[Bioclusters] SGE and preemption

Ivo Grosse bioclusters@bioinformatics.org
Wed, 15 May 2002 15:16:40 -0400


Hi again,

this is a follow-up on my last SGE question (Subject: SGE and 
checkpointing).  I did some naive web search, and I think the feature 
we want is termed "preemption."  Is that correct?

http://www.supercluster.org/documentation/maui/8.4preemption.html

Maui is a scheduler that has that preemption feature, and I read that 
SGE can be combined with Maui.  Is that correct?

http://www.supercluster.org/documentation/maui/sgeintegration.html

Of course, if SGE (without Maui) could do preemption, that would be 
great.  Can it do that?  How?

Best regards, Ivo


+++


From: Ivo Grosse <grosse@cshl.org>
Organization: Cold Spring Harbor Laboratory
To: bioclusters@bioinformatics.org
Subject: [Bioclusters] SGE and checkpointing

Hi,

- does SGE support checkpointing?  How?

- if yes, is SGE capable of suspending low-priority jobs temporarily, 
when there are high priority jobs waiting in the queue?

Ivo


P.S.

I mean: in the standard implementation of SGE that we currently use, 
SGE is able to rearrange the jobs in the queue by priority.  That is, 
if you submit a low-priority job first, and I submit a high-priority 
second, and your job has not yet started, then my job will be executed 
first.  However, if your job has already started, then (in the 
implementation of SGE that we currently use) my job will have to wait 
till your job is done.  Can this be changed?

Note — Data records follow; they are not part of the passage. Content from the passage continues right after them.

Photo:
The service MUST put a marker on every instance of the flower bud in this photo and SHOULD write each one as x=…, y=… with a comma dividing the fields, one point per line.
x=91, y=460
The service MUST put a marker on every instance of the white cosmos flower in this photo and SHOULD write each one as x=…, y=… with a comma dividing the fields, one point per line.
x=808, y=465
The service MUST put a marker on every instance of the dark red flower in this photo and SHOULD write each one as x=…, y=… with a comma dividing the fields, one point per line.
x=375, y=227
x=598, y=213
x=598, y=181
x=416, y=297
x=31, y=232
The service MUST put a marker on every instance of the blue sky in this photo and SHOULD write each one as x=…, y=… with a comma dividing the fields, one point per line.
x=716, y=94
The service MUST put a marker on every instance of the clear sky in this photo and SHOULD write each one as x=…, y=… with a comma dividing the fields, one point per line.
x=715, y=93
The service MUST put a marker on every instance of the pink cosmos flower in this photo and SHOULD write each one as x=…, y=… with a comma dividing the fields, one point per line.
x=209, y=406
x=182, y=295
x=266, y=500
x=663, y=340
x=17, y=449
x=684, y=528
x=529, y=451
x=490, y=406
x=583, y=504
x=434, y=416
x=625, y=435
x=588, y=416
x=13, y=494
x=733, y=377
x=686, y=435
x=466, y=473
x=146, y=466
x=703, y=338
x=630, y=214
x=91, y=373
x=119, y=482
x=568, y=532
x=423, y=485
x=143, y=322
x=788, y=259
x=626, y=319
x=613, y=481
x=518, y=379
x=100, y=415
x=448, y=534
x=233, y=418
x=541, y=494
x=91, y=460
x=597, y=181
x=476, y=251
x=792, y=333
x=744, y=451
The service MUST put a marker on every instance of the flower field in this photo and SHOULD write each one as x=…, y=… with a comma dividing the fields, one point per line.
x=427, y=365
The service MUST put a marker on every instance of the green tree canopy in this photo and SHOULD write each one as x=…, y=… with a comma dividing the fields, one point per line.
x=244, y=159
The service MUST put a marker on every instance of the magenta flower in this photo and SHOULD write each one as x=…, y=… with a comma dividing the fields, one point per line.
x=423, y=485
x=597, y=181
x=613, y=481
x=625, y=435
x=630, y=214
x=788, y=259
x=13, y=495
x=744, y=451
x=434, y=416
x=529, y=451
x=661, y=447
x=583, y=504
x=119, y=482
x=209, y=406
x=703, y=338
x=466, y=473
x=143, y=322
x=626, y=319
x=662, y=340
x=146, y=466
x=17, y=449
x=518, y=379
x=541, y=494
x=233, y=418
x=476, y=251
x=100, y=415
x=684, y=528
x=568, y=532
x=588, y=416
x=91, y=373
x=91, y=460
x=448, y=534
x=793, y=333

We would like to have the following solution:

User X submits 80 low-priority jobs, and each of them will run for 2 
weeks.  Since the queue is currently empty, all of the jobs get 
started.  Now user Y wants to submit just one high-priority job, which 
will run for only 1 day.  Unfortunately, in the current implementation 
of SGE, the job of user Y would have to wait for 2 weeks.  What we 
would like is that one of the low-priority jobs of X gets temporarily 
suspended, the high-priority job of user Y gets started, and after the 
job of Y is finished, the suspended job of user X is continued.  Is 
that possible?  How?